W świecie, który nieustannie bombarduje nas bodźcami, pomysł jednego dnia spędzonego w ciszy może wydawać się zaskakujący. A jednak właśnie taka propozycja trafiła niedawno do parlamentu jednego z państw Unii Europejskiej. Czy milczenie może stać się wartością narodową?
Nowa inicjatywa z Włoch: ustawa o Dniu Ciszy
Projekt ustawy zgłoszony przez wiceprzewodniczącego włoskiej Izby Deputowanych, Giorgio Mule, zakłada ustanowienie we Włoszech Dnia Ciszy – dnia symbolicznego milczenia i refleksji. Miałby on przypadać 17 września, czyli w dniu obchodów stygmatów św. Franciszka z Asyżu.
Pomysłodawca, związany z ugrupowaniem Forza Italia, uzasadnia swój wniosek potrzebą odpoczynku od hałasu — nie tylko tego akustycznego, ale również informacyjnego, psychicznego i wizualnego, który towarzyszy współczesnym obywatelom.

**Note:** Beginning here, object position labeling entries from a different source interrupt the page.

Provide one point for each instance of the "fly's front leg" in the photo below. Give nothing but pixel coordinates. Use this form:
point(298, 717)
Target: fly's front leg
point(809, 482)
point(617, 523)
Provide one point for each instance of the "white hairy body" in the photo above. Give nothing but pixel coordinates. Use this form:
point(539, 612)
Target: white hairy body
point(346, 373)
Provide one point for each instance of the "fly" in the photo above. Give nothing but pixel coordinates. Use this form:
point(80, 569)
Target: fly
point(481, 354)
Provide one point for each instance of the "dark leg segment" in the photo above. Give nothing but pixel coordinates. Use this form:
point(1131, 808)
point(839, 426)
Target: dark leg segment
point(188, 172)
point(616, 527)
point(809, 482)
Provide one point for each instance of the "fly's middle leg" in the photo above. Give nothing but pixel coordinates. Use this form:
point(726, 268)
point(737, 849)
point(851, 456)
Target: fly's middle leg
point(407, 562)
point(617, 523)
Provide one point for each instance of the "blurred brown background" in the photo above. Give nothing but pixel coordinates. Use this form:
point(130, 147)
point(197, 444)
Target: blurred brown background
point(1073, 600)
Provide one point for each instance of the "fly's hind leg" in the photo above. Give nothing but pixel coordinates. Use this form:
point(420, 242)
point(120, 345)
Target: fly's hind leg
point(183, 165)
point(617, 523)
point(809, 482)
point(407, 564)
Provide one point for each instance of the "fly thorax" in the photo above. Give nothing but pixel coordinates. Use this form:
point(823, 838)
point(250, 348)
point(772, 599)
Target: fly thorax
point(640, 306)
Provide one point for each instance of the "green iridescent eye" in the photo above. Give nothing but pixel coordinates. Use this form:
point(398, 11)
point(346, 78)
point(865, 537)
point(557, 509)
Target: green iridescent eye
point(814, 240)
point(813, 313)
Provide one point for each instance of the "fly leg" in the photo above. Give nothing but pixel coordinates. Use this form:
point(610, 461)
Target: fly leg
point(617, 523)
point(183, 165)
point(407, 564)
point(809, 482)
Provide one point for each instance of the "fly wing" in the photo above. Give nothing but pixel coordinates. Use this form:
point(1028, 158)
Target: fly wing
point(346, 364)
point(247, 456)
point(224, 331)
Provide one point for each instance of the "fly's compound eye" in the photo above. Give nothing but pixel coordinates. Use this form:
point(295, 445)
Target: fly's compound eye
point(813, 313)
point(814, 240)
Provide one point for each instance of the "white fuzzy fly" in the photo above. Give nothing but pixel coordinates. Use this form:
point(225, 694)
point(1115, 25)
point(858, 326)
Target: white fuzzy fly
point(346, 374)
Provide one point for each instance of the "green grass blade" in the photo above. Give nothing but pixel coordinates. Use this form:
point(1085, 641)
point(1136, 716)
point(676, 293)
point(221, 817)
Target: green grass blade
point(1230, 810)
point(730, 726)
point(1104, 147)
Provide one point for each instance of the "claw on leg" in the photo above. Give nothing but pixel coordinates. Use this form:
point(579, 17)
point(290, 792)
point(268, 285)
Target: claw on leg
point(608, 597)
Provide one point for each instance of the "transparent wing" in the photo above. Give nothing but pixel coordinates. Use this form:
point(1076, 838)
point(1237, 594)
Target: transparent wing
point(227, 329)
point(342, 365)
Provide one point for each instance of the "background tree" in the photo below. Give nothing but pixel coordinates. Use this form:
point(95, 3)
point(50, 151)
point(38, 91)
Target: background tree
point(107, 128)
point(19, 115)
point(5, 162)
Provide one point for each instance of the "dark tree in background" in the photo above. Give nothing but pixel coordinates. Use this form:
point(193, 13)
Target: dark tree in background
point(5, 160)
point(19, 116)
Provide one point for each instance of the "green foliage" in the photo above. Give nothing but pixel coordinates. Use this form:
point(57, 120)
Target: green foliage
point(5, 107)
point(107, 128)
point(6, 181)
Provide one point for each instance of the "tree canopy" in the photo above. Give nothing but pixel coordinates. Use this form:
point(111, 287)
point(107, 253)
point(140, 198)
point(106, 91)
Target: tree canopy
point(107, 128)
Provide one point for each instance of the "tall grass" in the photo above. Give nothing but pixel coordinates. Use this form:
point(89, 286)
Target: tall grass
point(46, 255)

Cisza jako wartość duchowa i społeczna
Mule zwraca uwagę, że żyjemy w epoce przebodźcowania – nieustanny szum informacyjny, szybki przepływ treści i presja medialna negatywnie wpływają na zdolność koncentracji, jakość relacji, kreatywność i równowagę psychiczną. W jego opinii dzień ciszy byłby okazją do zatrzymania się, wsłuchania w siebie oraz odzyskania równowagi wewnętrznej.
W projekcie podkreślono też, że inne kultury i religie od wieków uznają wartość ciszy – zarówno w wymiarze duchowym, jak i społecznym. Cisza może być formą terapii, narzędziem w edukacji czy sposobem na łagodzenie konfliktów.
Szkoły, media i instytucje w służbie ciszy
Zgodnie z propozycją, Dzień Ciszy nie ograniczałby się wyłącznie do symbolicznego milczenia. Giorgio Mule sugeruje, by w tym dniu organizować wydarzenia edukacyjne, sesje medytacyjne i ćwiczenia wyciszenia w szkołach, więzieniach, placówkach służby zdrowia, parafiach czy na uniwersytetach.
W inicjatywie znalazł się też postulat, by radio i telewizja również włączyły się w promowanie ciszy, być może poprzez specjalne audycje, symboliczne przerwy lub minimalistyczną oprawę programową.
Cisza jako „kuracja” XXI wieku?
Jak podkreśla Mule, cisza może stać się formą społecznej kuracji — środkiem wspomagającym zdrowie psychiczne, refleksję i odporność na stres. W obliczu kryzysów emocjonalnych, przytłaczającego tempa życia i presji informacyjnej, chwila milczenia może być nie tylko luksusem, ale koniecznością.
Projekt ustawy trafił już do włoskiego parlamentu i wzbudził zainteresowanie zarówno mediów, jak i opinii publicznej. Nie wiadomo jeszcze, czy uzyska poparcie większości, jednak sam temat wydaje się aktualny także poza granicami Włoch.
Czy inne kraje pójdą w ślady włoskich parlamentarzystów? Być może wkrótce cisza stanie się nie tylko dobrem osobistym, ale też wartością narodową.